Probably the major misunderstanding is that microbiology is all about infectious diseases, and micro-organisms are all bad. In fact, most microbes perform essential roles in the ecosystem and help to produce the air we breathe, a lot of the food we eat, they recycle our waste and – as long as things are in balance - they promote good health. It’s only a tiny fraction of micro-organisms that are able to cause disease, although admittedly as with the current COVID pandemic, this can have major consequences.
Another common misconception is that microbiologist spend their lives looking down microscopes. In fact the study of microbiology can take many forms, and today many of us do just as much molecular biology and bioinformatics as microscopy.

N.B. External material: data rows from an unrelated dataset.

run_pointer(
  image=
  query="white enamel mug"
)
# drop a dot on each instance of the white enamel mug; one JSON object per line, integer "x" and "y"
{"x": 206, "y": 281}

Just as micro-organisms and the roles they perform are diverse, so are microbiology careers. Our graduates often have careers in hospital, industrial or research labs. They might perform diagnostics, quality assurance, drug testing, or a vast range of research and development procedures, to name a few. Many get jobs in food and water testing and safety, others in food and agriculture production, or in the development and production of pharmaceuticals and other biotechnological products.
There are many non-lab jobs too, in sales, customer service and liaison, management, education, scientific writing, policy development, public health or urban planning. A microbiology career can take you to so many different and interesting places.